According to Ray H. Garrison and Eric W. Noreen, there are six basic steps required to implement
an ABC system:
1. Identify and define activities and activity pools.
2. Directly trace costs to activities
3. Assign costs to activity cost pools.
4. Calculate activity rates.
5. Allocate costs to cost items using the activity rates and activity method previously determined.
6. Set up and hand out management reports.
COSTS AND BENEFITS
While ABC systems are quite complex and costly to implement, Charles T. Horn Branch, Gary L. Sundem and William O. Stratton that many industries of manufacturing and nonmanufacturing are the adoption of ABC systems for a variety causes:
1. Accuracy margins for different products and services, and customer ratings, more and more difficult to achieve given that direct work quickly replaced by automated equipment. Therefore cost, a common entity (indirect costs) becomes the most important part of total costs.
2. Since the rapid changes in technology and reduce the life cycle of the product, companies do not have time to change prices or costs are paid, when detected.
3. Companies inaccurate cost measurements tend to lose the offer, as products more expensive due to hidden losses undercoated products, and are not aware that activities are not cost effective.
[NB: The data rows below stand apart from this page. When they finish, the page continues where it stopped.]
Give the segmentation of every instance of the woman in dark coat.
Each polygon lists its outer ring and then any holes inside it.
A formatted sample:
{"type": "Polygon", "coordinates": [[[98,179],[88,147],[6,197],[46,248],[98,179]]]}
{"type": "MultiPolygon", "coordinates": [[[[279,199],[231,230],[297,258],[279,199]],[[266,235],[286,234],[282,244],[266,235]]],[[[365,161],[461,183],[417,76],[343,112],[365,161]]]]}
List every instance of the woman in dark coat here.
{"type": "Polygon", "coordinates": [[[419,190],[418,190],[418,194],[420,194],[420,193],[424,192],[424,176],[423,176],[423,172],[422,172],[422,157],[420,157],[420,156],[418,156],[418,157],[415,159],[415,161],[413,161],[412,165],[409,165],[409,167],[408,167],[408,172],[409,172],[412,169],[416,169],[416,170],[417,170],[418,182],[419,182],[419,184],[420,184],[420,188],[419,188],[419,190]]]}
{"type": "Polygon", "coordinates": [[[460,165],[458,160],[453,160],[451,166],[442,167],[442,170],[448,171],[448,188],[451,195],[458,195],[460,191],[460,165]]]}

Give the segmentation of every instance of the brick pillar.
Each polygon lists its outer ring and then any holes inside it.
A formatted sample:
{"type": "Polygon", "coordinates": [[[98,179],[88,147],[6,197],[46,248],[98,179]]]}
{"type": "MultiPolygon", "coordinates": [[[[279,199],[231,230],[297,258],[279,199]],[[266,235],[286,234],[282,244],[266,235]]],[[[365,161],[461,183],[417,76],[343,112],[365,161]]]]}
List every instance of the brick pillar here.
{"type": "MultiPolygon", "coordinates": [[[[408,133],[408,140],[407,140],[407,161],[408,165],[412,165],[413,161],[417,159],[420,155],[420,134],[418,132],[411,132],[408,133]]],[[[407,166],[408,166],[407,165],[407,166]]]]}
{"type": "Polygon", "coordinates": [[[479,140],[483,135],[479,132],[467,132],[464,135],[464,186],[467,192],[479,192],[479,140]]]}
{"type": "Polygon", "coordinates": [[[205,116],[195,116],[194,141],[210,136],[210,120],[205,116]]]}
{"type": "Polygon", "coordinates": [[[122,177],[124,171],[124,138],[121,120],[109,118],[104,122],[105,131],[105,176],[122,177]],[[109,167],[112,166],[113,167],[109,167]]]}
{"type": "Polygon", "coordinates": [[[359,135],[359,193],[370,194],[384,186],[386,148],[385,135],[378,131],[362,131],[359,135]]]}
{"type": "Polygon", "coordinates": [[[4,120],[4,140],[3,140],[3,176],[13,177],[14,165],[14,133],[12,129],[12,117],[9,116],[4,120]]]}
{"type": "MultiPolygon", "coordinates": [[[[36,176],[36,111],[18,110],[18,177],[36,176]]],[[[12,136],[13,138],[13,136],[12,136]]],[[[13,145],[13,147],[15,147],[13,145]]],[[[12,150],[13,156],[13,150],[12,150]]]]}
4. As the costs of information technology are decreasing, the price has developed systems and ABC also decreased.
Zero based budgeting
Zero-based budgeting is a technique for planning and decision making, which faces the working process of traditional budgeting. In the traditional supplementary budget, departmental managers justify only increases the budget in previous years and what has already been spent is automatically sanctioned. No reference to the previous level of expenditure. In contrast, the zero-based budget, each department works extensively reviewed and all expenditures must be approved not only increases. Zero-based budgeting requires the budget request must be justified in every detail of every division leader of the zero-based. Zero-base is indifferent to whether the total budget is increasing or decreasing.
The term "zero-based budgeting" is sometimes used in personal finance to describe "zero-sum budgeting", the practice of budgeting every dollar of income received, and then adjusting some part of the budget downward for every other part that needs to be adjusted upward.
Zero budgeting also refers to the identification of a task or tasks, then the financial resources to complete the task regardless of the current resource.
Advantages of zero based budgeting:
1. efficient allocation of resources, since it is based on the needs and interests.
2. Leadership positions to find an inexpensive way to improve operations.
3. Identification of financial statements overstated.
4. useful service departments, where production is difficult to identify.
5. Increases staff motivation by providing greater initiative and responsibility in decision making.
6. More communication and coordination within the organization.
7. Identify and eliminate redundant and obsolete assets.
8. Identify opportunities for outsourcing.
9. Force cost centres to identify their tasks and their relation to overall objectives.